A “universal” brain circuit may underlie all substance use disorders, according to research from Brigham and Women’s Hospital and the University of British Columbia. The findings are published in Nature Mental Health. The lead author is Jacob L. Stubbs.
Analyzing data from over 144 studies involving 9,000+ participants, researchers found consistent neuroimaging abnormalities regardless of the substance people were addicted to. Regions of the brain previously thought to be individual targets for addiction treatments are part of this shared circuit. The researchers say their findings support use of targeted neurostimulation to treat addiction
“Our study found that different brain regions implicated in addiction are all a part of a common brain circuit,” said Michael Fox, MD, PhD, the paper’s senior author and founding director of the Center for Brain Circuit Therapeutics at Brigham and Women’s Hospital.
He added that, “Consistency across different papers means we now have a brain circuit to target addiction with treatments, rather than just a region.”
The team used network mapping approaches and a functional connectome to test whether neuroimaging abnormalities across substance use disorders mapped to a common brain network.

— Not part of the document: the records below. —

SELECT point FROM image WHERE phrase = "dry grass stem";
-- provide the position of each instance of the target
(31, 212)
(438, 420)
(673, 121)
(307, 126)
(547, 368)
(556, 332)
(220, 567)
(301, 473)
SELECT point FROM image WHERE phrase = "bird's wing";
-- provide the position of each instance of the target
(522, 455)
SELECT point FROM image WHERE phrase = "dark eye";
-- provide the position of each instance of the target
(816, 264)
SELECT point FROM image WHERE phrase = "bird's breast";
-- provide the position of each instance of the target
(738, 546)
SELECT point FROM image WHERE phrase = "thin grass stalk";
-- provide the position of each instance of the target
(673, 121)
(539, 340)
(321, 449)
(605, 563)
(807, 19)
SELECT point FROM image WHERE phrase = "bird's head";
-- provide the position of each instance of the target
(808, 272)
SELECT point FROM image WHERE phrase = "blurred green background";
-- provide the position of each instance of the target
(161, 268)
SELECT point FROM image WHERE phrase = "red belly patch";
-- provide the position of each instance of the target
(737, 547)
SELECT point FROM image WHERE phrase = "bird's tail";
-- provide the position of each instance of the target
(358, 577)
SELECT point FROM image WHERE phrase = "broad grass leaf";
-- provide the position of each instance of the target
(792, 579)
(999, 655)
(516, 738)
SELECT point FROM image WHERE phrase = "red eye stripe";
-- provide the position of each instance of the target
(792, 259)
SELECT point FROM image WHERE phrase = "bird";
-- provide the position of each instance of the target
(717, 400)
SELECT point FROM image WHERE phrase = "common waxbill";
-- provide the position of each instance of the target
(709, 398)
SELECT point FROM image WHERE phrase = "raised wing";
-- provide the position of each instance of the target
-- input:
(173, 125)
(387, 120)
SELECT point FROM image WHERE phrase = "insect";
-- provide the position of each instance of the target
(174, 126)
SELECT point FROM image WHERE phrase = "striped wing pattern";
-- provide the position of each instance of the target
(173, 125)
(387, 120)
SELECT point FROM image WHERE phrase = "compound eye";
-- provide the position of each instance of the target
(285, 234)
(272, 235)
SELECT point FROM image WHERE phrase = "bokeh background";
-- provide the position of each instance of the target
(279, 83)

Starting with coordinates of regional brain atrophy from 45 studies (3,791 participants), and 1000 controls, they found that 91% of the neuroimaging findings from addicts mapped to a common brain network. Coordinates of functional MRI abnormalities from 99 studies (5,256 participants) mapped to a similar brain network. This network was specific to substance use disorder compared to atrophy associated with normal aging and neurodegenerative disease.
“The best potential targets were unclear because of how many different abnormalities have been found across those previous studies,” Stubbs said.
The team concluded that in the neurologic abnormalities across substance users mapped to a common brain network that was specific to substance use disorder.
They found no differences in networks across different substance use categories. The categories included nicotine, alcohol, cocaine or heroin.
In all, the team combined all substance use disorder data (144 studies, 9,047 participants) to generate an overall coordinate-based network for substance use disorder. This network includes positive connectivity to the anterior cingulate, bilateral insulae, dorsolateral prefrontal cortices and thalamus, and negative connectivity to the medial prefrontal and occipital cortices.
For example, lesions resulting in remission from nicotine use disorder (n = 34) intersected this network significantly more than control lesions (n = 69). Neuroimaging abnormalities across substance use disorders, they concluded, map to a common brain network that is similar across imaging modalities, substances and lesion locations that cause remission from substance use disorders.
“What’s fascinating is that because there’s so much heterogeneity in the neuroimaging and substance use disorder literature, we thought it was unlikely that we’d find a common circuit. But after much work and collaboration, we found something,” Stubbs said. “It’s exciting science.”